ADR-003: Kafka Connect JDBC Source for PostgreSQL Station Data

· 3 min read

Date: 2026-03-12 Status: Accepted Deciders: Engineering Team


Context

Station reference data (stop IDs, names, line membership, ordering) is stored in a PostgreSQL table (stations) seeded from a CSV file at container start-up (load_stations.sql).

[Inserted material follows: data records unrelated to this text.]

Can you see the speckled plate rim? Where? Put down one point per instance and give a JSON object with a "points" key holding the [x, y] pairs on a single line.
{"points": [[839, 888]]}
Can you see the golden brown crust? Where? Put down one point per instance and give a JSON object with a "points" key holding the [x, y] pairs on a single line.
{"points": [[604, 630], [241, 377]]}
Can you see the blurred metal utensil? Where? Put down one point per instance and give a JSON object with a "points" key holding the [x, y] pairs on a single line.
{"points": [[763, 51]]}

The consumer side needs this data in Kafka so that stream processors (Faust) can enrich and transform it alongside real-time event streams.

Two ingestion options were on the table:

  1. Write a bespoke Python producer that reads from the database and publishes to Kafka.
  2. Use a managed connector that understands JDBC semantics.

Decision

Confluent Kafka Connect with the JdbcSourceConnector is used to stream the stations table from PostgreSQL into Kafka automatically.

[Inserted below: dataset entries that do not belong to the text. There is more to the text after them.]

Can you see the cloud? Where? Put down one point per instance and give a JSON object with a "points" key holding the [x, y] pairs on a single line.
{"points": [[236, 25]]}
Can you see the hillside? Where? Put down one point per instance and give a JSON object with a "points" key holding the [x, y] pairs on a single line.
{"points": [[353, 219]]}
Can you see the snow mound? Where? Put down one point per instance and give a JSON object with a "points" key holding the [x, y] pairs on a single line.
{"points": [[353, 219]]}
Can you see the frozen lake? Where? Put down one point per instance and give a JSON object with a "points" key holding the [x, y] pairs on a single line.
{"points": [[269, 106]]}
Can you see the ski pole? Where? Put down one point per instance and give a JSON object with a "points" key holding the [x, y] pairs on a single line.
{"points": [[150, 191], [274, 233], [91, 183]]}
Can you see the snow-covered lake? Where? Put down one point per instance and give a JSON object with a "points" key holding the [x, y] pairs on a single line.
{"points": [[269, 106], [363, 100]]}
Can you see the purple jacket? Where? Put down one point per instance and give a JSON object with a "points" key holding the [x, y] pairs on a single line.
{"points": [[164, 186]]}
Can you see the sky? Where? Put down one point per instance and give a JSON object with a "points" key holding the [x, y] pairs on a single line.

The connector is configured programmatically at simulation start-up via the Kafka Connect REST API (producers/connector.py:16-57):

Config keyValueRationale
connector.classio.confluent.connect.jdbc.JdbcSourceConnectorStandard JDBC source
modeincrementingDetects new rows via monotonically increasing stop_id
incrementing.column.namestop_idPrimary key / surrogate key for new-row detection
table.whiteliststationsScope connector to a single table
topic.prefixcom.cta.stations.data.rawt001.Output topic = prefix + table name
poll.interval.ms3600000 (1 h)Station data is quasi-static; hourly polling is sufficient
batch.max.rows500Limits per-poll memory footprint

The connector is idempotent — if it already exists the setup function returns early (producers/connector.py:19-22).

Faust then reads from the output topic com.cta.stations.data.rawt001.stations (consumers/faust_stream.py:40).


Alternatives Considered

AlternativeReason Rejected
Custom Python producer reading from PostgreSQLMore code to maintain; no built-in retry or offset tracking
Debezium CDC connectorOverkill for quasi-static reference data; requires PostgreSQL WAL configuration
Reading CSV directly in producerBypasses the Kafka pipeline; consumers cannot subscribe independently

Consequences

Positive

  • Zero custom ingestion code; the connector handles polling, batching, and offset management.
  • Decouples the database schema from producer code — schema changes propagate via the connector.
  • New consumers of station data subscribe to the Kafka topic without touching the database.

Negative / Risks

  • incrementing mode only detects inserts, not updates or deletes; stale station data will not be corrected unless the connector is reset.
  • Hard-coded credentials (cta_admin / chicago) in connector.py:43-44 must be externalised for any non-local environment.
  • The connector is registered once at simulation start; a crash before registration completes leaves no station data in Kafka.